C’est le pouvoir de l’amour.

Pavel Goldstein, l’auteur de l’expérience, a commencé l’expérience avec 22 couples volontaires, entre 23 et 32 ans. Il leur a fixé des électrodes sur la tête pour mesurer l’activité des zones de douleur dans leur cerveau, et des capteurs pour suivre leur respiration et leur rythme cardiaque.

Et il a pu constater scientifiquement que, plus un homme aime sa femme, plus ils sont en union d’amour et de sentiments (empathie), plus l’effet anti-douleur est fort quand il lui prend la main ! Mais l’effet apaisant commence dès qu’ils s’assoient l’un à côté de l’autre…

Une étude qui rejoint l’expérience

Grâce à Pavel Goldstein, je sais désormais qu’il se passe quelque chose dans le cerveau quand deux amants sont l’un à côté de l’autre.

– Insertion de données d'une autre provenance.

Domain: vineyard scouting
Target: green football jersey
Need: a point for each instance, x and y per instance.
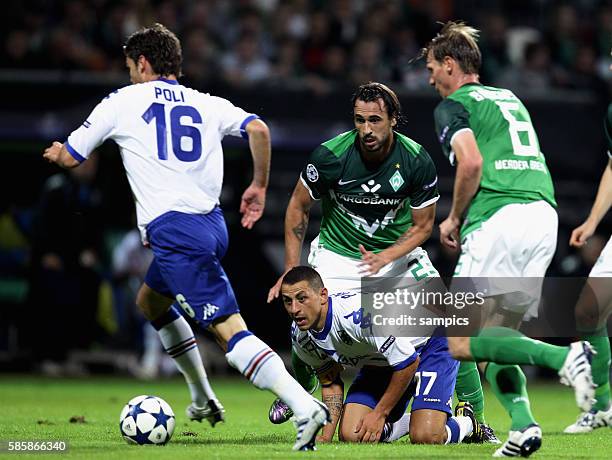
(366, 204)
(514, 169)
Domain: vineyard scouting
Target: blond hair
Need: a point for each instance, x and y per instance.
(458, 41)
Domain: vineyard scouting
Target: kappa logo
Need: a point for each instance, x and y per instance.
(311, 173)
(345, 337)
(208, 311)
(372, 186)
(385, 346)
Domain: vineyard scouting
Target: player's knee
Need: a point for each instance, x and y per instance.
(459, 347)
(427, 435)
(587, 317)
(347, 434)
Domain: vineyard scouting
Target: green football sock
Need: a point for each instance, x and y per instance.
(600, 367)
(304, 373)
(509, 386)
(502, 345)
(469, 388)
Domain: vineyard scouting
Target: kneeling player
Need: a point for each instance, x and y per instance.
(328, 333)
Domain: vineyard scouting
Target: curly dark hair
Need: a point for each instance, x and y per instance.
(159, 46)
(373, 91)
(458, 41)
(304, 273)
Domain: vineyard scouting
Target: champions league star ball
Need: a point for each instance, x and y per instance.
(147, 420)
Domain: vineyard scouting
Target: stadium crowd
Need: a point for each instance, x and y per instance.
(319, 45)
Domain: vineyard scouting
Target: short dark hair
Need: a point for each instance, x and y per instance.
(159, 46)
(304, 273)
(373, 91)
(458, 41)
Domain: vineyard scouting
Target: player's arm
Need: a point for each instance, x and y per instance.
(96, 129)
(467, 181)
(58, 154)
(417, 234)
(371, 426)
(254, 197)
(296, 224)
(602, 204)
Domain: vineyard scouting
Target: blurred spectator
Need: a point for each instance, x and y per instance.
(65, 279)
(80, 35)
(130, 263)
(368, 62)
(493, 46)
(245, 65)
(332, 74)
(534, 74)
(563, 35)
(287, 66)
(319, 39)
(200, 58)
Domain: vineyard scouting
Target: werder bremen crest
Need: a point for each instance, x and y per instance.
(396, 181)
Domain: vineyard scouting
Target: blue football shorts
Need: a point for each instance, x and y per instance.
(432, 388)
(188, 249)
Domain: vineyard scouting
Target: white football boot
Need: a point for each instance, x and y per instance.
(521, 443)
(576, 372)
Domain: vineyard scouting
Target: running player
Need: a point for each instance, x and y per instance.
(595, 303)
(501, 184)
(170, 142)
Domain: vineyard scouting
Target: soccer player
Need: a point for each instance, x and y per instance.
(378, 190)
(503, 211)
(170, 142)
(331, 331)
(595, 303)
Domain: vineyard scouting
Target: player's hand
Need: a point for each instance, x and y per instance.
(52, 153)
(581, 234)
(449, 233)
(252, 205)
(371, 263)
(369, 428)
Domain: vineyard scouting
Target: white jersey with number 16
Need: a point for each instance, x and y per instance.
(170, 142)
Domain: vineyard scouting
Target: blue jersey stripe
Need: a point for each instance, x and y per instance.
(74, 153)
(246, 121)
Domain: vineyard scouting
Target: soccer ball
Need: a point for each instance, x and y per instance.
(146, 420)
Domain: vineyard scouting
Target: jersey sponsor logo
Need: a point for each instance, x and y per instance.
(311, 173)
(396, 181)
(375, 200)
(371, 187)
(345, 337)
(350, 360)
(433, 184)
(443, 134)
(385, 346)
(208, 311)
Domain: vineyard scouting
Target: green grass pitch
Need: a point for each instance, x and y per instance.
(36, 408)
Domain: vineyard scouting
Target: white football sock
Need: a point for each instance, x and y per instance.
(399, 428)
(180, 344)
(457, 428)
(264, 368)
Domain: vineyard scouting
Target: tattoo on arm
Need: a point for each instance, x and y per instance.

Mais franchement, on n’avait pas besoin de scanner ni d’IRM pour s’en douter.

Je me souviens de ce sentiment étrange que j’ai ressenti quand ma maîtresse a dit à Clara, la petite fille dont j’étais amoureux en CE1, de venir s’asseoir à côté de moi.

J’étais comme anesthésié de bonheur. Clara était là, à quelques centimètres. Chaque fois que je tournais la tête vers elle, c’était un ravissement. Je pouvais voir sa trousse, ses mains tachées d’encre, son écriture rondelette sur les feuilles !

Des décennies après, je me souviens très précisément de ses cheveux crépus et raides, coupés courts. De ses yeux marrons, de ses dents et de sa voix haut-perchée et un peu éraillée.

Je ne sais plus ce qu’elle disait, mais j’entends encore cette musique plus douce à mes oreilles qu’un chant céleste.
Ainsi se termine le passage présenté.